In the 1980s Prevent Child Abuse America, the group that admits to having practiced health terrorism – they even used the phrase – said this about neglect: 

“Whatever the causes of physical child neglect – and they are multiple – the heart of the problem is always an emotional lacking in the parents … The community and the caseworkers see parental behavior as the problem and they are, of course, right …

In 2023, here’s how BPC and Harris sum up the answers to one of their poll questions: 

While child abuse is largely seen as an outcome of parents who want to harm their child, there is more room for redemption and second chances for neglectful parents. 
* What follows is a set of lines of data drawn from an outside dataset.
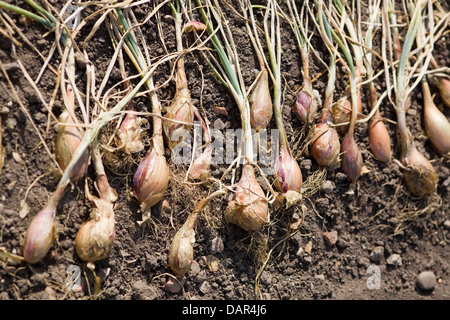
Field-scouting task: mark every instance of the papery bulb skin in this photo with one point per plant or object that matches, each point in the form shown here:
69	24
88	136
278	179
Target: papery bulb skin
443	85
249	209
181	251
325	146
436	123
151	178
305	107
420	177
288	174
130	133
180	109
379	140
68	139
40	235
95	238
351	163
341	112
194	25
261	110
199	169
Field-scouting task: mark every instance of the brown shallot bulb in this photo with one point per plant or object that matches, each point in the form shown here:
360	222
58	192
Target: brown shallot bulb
288	175
95	238
130	133
67	141
325	146
379	139
436	123
152	176
351	163
261	103
181	250
305	106
419	174
40	235
249	209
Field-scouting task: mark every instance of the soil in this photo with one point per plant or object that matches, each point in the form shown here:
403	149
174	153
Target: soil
276	263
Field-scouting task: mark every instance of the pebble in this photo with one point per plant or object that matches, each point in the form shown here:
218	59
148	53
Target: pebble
377	253
266	278
173	285
205	287
447	224
426	281
394	260
217	245
328	187
331	237
219	125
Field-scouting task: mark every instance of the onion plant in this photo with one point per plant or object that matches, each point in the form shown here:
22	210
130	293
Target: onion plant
325	146
419	175
249	209
288	176
307	101
379	138
351	162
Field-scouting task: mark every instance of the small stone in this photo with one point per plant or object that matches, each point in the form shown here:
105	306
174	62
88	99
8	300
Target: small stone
217	245
426	281
377	253
323	203
212	262
306	164
205	287
266	278
308	247
219	125
331	237
174	286
394	260
447	224
328	187
195	268
165	206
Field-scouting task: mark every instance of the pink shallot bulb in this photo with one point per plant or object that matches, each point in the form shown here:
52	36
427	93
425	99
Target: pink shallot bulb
249	209
288	175
152	177
351	163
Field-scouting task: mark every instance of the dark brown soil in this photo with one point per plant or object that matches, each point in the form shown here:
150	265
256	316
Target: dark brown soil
275	263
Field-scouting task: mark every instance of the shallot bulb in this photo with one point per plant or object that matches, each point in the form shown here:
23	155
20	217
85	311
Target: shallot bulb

Given this kind of framing, it’s amazing that, in another question, “parents lack of financial resources” makes it to #5 in the top five “contributors to child neglect.”  At no point are respondents asked if poverty is confused with neglect.  

The work still to be done 

After all those years of health terrorism, it’s remarkable that we’ve come so far.  But the poll still reveals how much work there is to be done.  Respondents believe the #1 contributor to neglect is “Parents who don’t want to care for their child” – almost exactly the message the health terrorists at PCAA were selling decades ago.  Number three, which will be music to the ears of the family policing establishment, is “Parents who are uninformed or uneducated about how to parent.”  

Majorities support family police investigation of almost anything bad that might happen to a child. But I’m betting all those respondents who said the family police should investigate “evidence of a child’s parent(s) abusing substances” weren’t thinking of the “cannamoms” of Massachusetts

Would they be so quick to call for investigation of any parent with substance use issues or mental health problems if they were told first that Betty Ford suffered from both

And would they be so quick to call for investigating any instance of domestic violence in the home if they knew that the threat of just such an investigation drives domestic violence victims away from seeking help and keeps them, and their children, trapped with the abuser? 

The only good news in this part of the poll is that a majority did not think homelessness was cause for a family police investigation. 

So if we really want to keep children safe, safe from abuse, safe from neglect, safe from needless investigation and safe from the enormous harm of needless foster care, we still have our work cut out for us – including fighting the misdirection from Rob Geen’s project at BPC and supporting the real bipartisan solutions coming from United Family Advocates

But I am heartened to see how far we have come.